Alec sait qu'il ne l'a absolument pas méritée, cette épouse aux yeux tranquilles et au dévouement sans faille. Il n'a jamais rien pu lui offrir d'autre qu'une affection respectueuse et un lit où leurs peaux ne se touchaient même pas.

Lydia n'avait sans doute pas été tout à fait heureuse dans cette maison vide qu'ils avaient faite construire à Idris après leur mariage. Alec non plus. Ils avaient chacun leur fantôme qui les suivait jusque dans la chambre à coucher, à la différence que celui de Lydia avait au moins l'excuse de "j'étais mort" pour s'en être séparé.

(Il paraît que Magnus Base n'a pas remis un orteil à Brooklyn depuis plus de vingt ans ; il paraît qu'il ne compte pas revenir avant au moins un siècle ou deux)

La vie a cette saveur cruelle : elle lui offre encore et toujours des chance qu'il n'a pas le droit de saisir. Voir Jace embrasser Clary te nécrose le cœur ? Tiens, voici le grand sorcier de Brooklyn qui frappe à la porte du placard dont tu n'as jamais osé sortir. Tu persistes dans tes idées d'honneur et de mariage ? L'autre insiste, te pardonne et il y a tant de choses que tu ne voudrais pas voir dans ses yeux, tant de compréhension, de chaleur et d'amour...

Sauf qu'Alec ne pouvait pas, n'a jamais pu. Ce n'est pas sur Izzy ni Jace qu'on comptait pour redorer le blason bien amoché de leur famille. Et puis, au final, ça a payé, puisqu'il est le premier Lightwood à séjourner à Idris depuis l'insurrection. Il regarde les tours de verre, les jardins luxuriants et les tapis de marbre en se disant qu'il a fait ce qu'il avait à faire et que ça lui suffit (c'est un beau mensonge).

Et maintenant, Lydia est morte, et ses derniers mots pèsent comme des pierres sur les poumons de son mari.

« Essaie d'être heureux, Alec.

- Je te le promets. »

Oh, comme les promesses faites aux mourants sont de bien pieux (piètres) mensonges ! Le bonheur n'est pas ce qu'on lui a appris à chercher dans la vie. Alec a toujours été du genre à brûler en cachette pour tenir les autres au chaud ; ça ne veut cependant pas dire qu'il ne voit pas qu'il est en feu, ni qu'il ne souhaite pas quelquefois un éclat de glace dans son cœur bien trop apte au sacrifice.

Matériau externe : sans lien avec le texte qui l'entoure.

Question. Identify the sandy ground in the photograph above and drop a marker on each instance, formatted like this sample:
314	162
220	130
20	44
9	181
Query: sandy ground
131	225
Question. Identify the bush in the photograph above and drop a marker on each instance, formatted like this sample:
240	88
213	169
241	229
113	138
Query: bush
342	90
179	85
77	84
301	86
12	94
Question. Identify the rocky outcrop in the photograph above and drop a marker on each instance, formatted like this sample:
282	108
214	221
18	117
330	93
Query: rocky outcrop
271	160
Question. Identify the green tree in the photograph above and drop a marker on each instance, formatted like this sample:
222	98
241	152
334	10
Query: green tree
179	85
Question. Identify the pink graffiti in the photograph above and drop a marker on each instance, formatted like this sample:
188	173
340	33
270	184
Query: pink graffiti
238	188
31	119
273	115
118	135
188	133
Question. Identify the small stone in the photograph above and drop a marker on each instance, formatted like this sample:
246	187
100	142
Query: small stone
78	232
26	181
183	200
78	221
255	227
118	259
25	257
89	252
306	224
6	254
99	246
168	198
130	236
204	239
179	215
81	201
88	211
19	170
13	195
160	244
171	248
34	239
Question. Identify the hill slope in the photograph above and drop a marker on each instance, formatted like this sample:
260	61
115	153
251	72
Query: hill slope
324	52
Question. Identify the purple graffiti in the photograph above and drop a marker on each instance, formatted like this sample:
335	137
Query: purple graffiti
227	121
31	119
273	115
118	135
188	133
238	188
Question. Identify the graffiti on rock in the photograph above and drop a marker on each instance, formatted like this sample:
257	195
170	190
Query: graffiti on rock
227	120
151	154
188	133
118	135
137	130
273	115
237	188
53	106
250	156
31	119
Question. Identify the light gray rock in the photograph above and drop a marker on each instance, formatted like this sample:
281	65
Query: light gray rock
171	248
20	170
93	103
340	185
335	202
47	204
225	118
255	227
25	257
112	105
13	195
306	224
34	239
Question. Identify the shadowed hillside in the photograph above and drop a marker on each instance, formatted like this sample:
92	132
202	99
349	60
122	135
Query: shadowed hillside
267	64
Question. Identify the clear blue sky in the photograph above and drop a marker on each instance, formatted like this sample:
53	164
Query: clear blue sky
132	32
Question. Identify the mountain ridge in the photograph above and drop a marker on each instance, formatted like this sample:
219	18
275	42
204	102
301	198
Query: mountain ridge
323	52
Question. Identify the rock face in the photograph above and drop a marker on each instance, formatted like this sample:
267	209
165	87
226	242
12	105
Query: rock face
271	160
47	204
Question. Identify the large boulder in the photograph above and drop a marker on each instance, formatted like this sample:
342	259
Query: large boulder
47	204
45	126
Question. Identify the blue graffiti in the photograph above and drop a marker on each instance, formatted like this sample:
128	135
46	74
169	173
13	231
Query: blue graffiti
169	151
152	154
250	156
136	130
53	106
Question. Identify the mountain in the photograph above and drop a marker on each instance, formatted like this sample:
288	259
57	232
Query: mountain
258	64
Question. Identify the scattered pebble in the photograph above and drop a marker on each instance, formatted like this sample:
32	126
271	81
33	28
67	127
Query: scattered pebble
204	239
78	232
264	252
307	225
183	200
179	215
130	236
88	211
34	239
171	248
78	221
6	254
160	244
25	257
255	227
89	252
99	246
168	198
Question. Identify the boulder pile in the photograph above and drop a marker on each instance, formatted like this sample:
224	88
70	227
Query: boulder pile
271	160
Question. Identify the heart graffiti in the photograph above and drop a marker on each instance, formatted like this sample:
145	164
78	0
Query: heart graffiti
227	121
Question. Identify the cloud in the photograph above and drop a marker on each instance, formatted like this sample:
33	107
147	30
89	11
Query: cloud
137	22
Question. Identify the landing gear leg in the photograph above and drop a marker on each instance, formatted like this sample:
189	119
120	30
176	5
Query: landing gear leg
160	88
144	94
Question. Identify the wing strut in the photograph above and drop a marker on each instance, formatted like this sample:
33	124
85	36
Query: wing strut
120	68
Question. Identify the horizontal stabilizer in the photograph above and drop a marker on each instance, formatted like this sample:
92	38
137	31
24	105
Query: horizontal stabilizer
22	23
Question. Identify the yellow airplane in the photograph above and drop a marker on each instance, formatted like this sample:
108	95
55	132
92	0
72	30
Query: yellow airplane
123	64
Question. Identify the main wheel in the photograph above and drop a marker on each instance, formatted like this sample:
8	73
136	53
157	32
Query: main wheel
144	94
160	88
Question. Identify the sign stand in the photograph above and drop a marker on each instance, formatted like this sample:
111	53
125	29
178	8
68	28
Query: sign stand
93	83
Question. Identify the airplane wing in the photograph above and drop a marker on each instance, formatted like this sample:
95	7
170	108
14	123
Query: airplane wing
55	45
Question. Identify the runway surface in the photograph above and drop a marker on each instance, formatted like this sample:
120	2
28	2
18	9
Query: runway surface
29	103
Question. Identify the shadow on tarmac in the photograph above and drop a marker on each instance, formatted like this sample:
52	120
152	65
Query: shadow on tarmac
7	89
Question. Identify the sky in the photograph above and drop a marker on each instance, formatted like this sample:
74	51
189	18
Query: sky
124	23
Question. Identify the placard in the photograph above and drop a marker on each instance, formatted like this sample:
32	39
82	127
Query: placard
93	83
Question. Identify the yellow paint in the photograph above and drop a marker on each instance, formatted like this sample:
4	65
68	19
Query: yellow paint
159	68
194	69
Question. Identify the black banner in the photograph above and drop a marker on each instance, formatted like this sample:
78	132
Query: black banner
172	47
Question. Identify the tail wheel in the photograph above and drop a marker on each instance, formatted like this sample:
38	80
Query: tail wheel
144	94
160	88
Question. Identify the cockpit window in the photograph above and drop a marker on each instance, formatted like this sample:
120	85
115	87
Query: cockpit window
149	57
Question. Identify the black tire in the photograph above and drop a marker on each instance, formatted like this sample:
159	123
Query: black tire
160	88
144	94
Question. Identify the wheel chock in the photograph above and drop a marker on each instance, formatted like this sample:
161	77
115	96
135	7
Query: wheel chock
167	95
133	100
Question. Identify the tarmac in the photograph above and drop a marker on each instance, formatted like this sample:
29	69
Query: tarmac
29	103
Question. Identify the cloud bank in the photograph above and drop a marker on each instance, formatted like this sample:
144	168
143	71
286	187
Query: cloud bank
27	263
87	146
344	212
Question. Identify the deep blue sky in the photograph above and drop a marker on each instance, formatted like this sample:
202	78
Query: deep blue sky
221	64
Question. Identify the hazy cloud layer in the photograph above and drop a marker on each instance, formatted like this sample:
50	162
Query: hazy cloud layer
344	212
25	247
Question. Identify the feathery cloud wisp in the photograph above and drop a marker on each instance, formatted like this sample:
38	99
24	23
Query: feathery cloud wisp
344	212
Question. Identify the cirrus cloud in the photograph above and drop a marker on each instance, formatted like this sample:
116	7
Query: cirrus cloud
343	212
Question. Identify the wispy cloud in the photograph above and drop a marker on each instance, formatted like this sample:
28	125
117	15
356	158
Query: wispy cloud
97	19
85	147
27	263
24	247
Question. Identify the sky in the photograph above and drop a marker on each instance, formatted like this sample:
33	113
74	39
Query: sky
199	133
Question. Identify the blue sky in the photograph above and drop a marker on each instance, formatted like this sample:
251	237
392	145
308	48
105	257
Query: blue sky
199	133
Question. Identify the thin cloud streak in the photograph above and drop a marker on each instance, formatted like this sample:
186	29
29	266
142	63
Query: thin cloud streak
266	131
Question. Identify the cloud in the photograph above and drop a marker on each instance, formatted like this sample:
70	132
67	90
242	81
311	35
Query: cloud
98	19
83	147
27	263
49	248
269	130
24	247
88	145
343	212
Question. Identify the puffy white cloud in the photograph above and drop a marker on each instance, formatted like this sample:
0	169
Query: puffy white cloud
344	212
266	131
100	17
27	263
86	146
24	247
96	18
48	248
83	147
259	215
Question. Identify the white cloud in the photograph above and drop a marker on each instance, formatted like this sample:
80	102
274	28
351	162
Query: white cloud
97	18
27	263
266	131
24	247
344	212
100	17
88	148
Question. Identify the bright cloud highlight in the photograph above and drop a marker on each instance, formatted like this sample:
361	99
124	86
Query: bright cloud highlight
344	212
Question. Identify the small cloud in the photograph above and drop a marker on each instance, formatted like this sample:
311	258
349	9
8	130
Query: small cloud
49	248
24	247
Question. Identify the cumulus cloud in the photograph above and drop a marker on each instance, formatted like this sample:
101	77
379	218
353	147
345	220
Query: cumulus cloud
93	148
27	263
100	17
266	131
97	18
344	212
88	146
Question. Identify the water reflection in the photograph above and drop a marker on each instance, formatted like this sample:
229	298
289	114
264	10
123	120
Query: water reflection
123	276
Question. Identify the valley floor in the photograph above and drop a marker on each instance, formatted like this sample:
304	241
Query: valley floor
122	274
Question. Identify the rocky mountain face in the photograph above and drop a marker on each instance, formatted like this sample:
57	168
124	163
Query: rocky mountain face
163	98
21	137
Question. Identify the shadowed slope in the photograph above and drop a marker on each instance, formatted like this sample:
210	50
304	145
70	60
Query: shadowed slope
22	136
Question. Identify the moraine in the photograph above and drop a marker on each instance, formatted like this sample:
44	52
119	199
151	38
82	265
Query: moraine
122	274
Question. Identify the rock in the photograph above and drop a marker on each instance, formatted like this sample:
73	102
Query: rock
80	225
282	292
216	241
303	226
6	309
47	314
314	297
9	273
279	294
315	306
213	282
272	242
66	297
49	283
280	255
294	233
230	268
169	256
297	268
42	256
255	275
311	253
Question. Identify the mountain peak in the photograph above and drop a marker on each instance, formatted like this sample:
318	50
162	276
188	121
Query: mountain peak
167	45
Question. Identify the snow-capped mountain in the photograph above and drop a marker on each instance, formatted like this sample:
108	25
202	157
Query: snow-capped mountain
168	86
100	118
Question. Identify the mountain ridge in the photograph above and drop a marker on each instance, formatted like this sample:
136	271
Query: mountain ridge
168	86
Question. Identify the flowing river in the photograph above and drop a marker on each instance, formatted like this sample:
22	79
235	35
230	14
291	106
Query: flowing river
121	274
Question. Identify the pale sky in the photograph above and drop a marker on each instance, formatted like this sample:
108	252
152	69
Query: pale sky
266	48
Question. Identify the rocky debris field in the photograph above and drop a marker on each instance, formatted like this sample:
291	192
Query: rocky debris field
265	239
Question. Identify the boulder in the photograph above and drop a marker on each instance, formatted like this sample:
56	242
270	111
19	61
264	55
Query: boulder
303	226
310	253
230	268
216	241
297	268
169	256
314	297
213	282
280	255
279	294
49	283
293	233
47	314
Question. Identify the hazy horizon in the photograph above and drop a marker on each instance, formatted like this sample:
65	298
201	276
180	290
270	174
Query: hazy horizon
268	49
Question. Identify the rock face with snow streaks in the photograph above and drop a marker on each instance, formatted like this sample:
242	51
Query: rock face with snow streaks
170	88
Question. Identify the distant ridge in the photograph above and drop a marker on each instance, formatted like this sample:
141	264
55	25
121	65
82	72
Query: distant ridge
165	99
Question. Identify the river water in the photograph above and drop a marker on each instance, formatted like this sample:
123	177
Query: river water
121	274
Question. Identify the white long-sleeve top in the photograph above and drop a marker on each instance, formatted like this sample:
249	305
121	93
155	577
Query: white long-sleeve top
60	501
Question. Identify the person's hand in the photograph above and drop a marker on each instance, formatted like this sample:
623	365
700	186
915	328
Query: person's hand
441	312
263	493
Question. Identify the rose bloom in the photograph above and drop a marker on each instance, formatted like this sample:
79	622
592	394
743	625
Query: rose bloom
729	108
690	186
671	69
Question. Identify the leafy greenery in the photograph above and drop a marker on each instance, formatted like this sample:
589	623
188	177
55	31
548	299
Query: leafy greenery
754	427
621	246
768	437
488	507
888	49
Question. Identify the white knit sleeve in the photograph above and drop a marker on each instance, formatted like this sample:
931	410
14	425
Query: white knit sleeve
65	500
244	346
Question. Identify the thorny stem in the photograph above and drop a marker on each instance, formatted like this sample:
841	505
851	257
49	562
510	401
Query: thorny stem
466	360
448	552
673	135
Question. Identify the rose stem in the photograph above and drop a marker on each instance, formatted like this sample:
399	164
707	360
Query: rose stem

Alec n'a jamais vraiment été heureux dans la belle maison blanche qu'il avait partagée vingt ans durant avec Lydia. Sans doute l'air était-il trop vide d'odeurs d'épices et de magie, de vagues senteurs d'alcool derrière des rideaux de tissu rouge.

(Mais ça n'a pas de sens de regretter une chose qu'on a étouffée avant même qu'elle existe, n'est-ce pas ?)

Alors il en est là. Lydia, sa sauveuse et sa prison, s'est effacée définitivement. Le monde où elle vit maintenant est bien meilleur que le leur. Ne reste qu'un corps froid et blanc, qui ne rend pas l'ombre d'une justice à la femme qu'elle était.

Et pour la première fois depuis vingt ans, Alec est seul.

C'est stupide. Ça ne devrait pas le mettre si mal à l'aise. Mais il avait grandi avec une sœur qui s'introduisait dans sa chambre sans se faire prier à chaque heure du jour et de la nuit, et avec un frère qui était littéralement l'autre moitié de son âme. La solitude et son carcan glacé était pour lui un ennemi peu familier.

Mais il valait mieux être seul, n'est-ce pas ? Plutôt ça que salir son blason. Plutôt ça que l'éternité aux côtés d'une créature aux yeux peints et aux mains douces, qui lui aurait chuchoté des merveilles à l'oreille et dont chaque baiser aurait été une tâche de plus sur l'honneur meurtri des Lightwood.

« On aurait pu avoir quelque chose de beau, tous les deux. », lui avait soufflé Magnus comme un aveu, il y avait si longtemps. Toute l'amertume de leur situation se résumait dans l'emploi du conditionnel.

Oh, Alec aurait été plus heureux dans ces bras-là que dans ceux de Lydia. C'était une vérité qu'il s'était admis il y avait bien longtemps.

Mais heureux n'avait jamais été ce qu'il devait être.